For almost four decades after President Roberts took office in 1848, all of the eight men who followed him as president had come from America with all but one, Edward Roye of Ohio, having been born in the South. Even Liberia’s first native-born president, Joseph Johnson, as well as all the others until 1980, had come from families of free-born or former slave immigrants. The last of the Americo-Liberian line of presidents was William Tolbert whose grandparents had been slaves in South Carolina and Virginia. Tolbert had succeeded President Tubman in 1971 but was executed in 1980 during a violent military coup d’état led by army sergeant Samuel Doe who abolished the nation’s constitution and declared himself president. Thus, after over a hundred thirty years, Doe became Liberia’s first chief of state from a local native tribe.

Some might then ask, if both slavery and the the antebellum South in which the institution existed are now condemned as evil, why would those who had actually experienced such evils want to recreate them in the land of their ancestors. Many today would merely dismiss it with some Kafaesque psychobabble about a form of social metamorphosis in which the victim assumes the role of oppressor, but this would not be the case. The truth is that those who knew slavery first hand and whose roots were in the South viewed such things in a far different light than those who, for their own ends, now wish to condemn the South for what they perceive as its crime against humanity.
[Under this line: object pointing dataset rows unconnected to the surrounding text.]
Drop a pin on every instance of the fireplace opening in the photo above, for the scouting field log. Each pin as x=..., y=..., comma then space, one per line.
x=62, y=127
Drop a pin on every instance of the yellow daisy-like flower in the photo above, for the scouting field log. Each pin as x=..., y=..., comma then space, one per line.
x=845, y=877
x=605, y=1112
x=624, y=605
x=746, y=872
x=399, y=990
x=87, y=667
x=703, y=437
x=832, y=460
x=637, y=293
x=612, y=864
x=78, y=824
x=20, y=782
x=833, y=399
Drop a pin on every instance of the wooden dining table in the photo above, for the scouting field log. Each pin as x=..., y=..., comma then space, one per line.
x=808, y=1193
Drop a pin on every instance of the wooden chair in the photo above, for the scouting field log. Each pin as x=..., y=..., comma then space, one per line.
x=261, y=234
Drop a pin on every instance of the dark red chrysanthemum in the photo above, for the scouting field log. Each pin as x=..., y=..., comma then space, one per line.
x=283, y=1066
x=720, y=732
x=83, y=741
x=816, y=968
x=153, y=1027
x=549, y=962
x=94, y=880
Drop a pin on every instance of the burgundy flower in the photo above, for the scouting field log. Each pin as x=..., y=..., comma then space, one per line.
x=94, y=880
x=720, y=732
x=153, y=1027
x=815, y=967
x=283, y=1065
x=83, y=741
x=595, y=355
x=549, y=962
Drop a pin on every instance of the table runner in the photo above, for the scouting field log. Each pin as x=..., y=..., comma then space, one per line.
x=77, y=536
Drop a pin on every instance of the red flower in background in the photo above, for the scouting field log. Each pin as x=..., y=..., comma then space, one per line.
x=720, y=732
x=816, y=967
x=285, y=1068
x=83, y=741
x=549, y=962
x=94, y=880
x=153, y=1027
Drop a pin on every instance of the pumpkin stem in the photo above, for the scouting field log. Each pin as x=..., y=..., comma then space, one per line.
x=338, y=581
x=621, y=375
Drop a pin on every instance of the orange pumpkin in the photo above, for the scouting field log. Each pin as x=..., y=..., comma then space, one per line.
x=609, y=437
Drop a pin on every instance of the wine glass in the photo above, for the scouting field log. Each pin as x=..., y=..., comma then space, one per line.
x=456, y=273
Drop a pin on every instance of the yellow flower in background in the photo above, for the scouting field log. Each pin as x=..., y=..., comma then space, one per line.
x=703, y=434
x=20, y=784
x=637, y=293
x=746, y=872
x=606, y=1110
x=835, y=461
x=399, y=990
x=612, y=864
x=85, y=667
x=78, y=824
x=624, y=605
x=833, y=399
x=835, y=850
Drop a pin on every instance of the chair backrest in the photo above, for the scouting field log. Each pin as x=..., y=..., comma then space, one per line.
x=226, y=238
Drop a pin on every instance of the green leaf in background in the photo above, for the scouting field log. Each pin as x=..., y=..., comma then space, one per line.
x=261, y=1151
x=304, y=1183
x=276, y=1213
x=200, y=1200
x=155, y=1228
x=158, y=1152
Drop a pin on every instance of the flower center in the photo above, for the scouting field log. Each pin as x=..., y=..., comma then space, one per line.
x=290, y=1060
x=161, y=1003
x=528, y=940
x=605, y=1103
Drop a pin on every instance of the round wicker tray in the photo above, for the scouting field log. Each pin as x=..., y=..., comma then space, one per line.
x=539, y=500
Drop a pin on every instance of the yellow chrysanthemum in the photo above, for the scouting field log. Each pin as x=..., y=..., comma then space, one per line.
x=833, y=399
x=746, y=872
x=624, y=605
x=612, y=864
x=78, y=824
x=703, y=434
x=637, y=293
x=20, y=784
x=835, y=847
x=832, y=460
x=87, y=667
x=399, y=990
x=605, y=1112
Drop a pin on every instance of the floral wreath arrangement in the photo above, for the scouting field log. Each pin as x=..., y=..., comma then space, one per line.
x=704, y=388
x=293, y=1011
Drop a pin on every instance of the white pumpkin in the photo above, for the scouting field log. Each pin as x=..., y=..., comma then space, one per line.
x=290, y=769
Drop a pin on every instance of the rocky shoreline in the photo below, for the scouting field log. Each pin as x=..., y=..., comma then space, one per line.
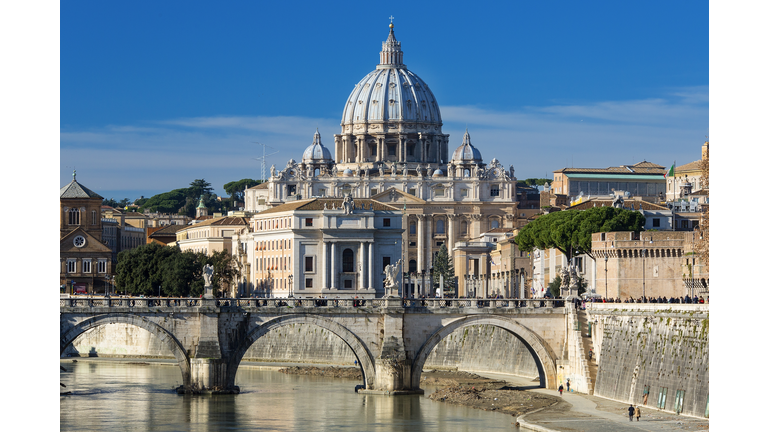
x=455, y=387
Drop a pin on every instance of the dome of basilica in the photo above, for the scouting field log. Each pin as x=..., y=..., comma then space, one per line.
x=466, y=153
x=317, y=152
x=391, y=93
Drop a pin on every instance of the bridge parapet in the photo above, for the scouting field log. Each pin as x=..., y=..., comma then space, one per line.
x=305, y=304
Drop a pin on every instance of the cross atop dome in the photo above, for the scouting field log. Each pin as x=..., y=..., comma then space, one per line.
x=391, y=54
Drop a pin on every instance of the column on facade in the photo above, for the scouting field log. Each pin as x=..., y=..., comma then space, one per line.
x=428, y=243
x=451, y=235
x=324, y=284
x=361, y=265
x=420, y=243
x=333, y=265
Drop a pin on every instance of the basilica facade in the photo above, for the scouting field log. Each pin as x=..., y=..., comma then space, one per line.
x=392, y=149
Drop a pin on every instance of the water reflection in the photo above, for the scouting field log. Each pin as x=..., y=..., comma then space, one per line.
x=121, y=396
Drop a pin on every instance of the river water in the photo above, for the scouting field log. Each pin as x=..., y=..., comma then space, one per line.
x=119, y=395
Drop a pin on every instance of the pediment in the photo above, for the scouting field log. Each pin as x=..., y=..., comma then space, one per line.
x=92, y=244
x=394, y=196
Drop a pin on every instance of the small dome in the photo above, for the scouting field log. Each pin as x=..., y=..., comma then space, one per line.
x=317, y=152
x=466, y=152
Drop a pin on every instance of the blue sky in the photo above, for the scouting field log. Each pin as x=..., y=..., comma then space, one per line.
x=156, y=94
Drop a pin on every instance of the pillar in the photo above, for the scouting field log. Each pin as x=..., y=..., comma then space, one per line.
x=420, y=243
x=333, y=265
x=324, y=284
x=370, y=265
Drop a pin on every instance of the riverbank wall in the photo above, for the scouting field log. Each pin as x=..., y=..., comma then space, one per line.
x=653, y=355
x=474, y=349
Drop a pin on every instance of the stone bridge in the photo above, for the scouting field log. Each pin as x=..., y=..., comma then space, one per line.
x=391, y=338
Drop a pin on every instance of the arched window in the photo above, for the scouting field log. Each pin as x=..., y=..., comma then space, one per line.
x=348, y=261
x=74, y=216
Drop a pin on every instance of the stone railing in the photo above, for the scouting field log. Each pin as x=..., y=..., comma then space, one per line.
x=408, y=303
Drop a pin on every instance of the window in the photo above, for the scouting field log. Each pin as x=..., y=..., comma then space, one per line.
x=74, y=217
x=309, y=264
x=662, y=398
x=679, y=396
x=440, y=227
x=348, y=261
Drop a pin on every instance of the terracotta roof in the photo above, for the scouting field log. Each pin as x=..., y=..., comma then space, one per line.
x=691, y=166
x=638, y=168
x=168, y=230
x=607, y=203
x=327, y=204
x=76, y=190
x=224, y=220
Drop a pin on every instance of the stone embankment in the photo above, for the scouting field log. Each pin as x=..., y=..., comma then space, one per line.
x=455, y=387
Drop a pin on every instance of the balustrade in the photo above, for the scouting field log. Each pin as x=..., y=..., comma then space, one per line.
x=307, y=303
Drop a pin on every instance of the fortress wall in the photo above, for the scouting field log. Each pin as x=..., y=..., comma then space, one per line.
x=647, y=348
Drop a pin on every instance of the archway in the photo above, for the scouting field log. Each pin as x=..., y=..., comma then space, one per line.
x=539, y=350
x=162, y=334
x=361, y=352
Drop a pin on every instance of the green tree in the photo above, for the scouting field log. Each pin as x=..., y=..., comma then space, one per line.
x=236, y=189
x=571, y=230
x=197, y=188
x=166, y=202
x=443, y=265
x=226, y=269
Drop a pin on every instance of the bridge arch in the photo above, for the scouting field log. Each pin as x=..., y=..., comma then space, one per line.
x=69, y=336
x=361, y=352
x=541, y=352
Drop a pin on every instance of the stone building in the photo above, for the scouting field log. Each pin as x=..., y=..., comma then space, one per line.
x=649, y=262
x=211, y=235
x=643, y=179
x=336, y=248
x=85, y=261
x=392, y=149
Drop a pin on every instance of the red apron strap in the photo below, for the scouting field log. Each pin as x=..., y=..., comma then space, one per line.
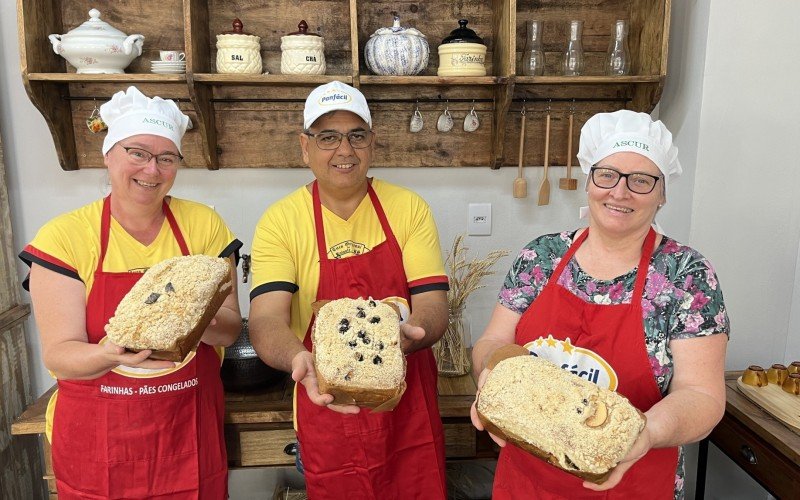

This was all brought to light over eighty years ago when, from 1936 to 1938, historians of the Federal Writers Project in President Franklin Roosevelt’s Works Progress Administration interviewed two per cent of the more than a hundred twenty thousand former slaves still living at that time. While the responses were varied, ranging from fond memories of better times during their life of servitude to bitter accounts of cruel punishment, over eighty per cent of the respondents expressed generally favorable opinions of their former lives and masters.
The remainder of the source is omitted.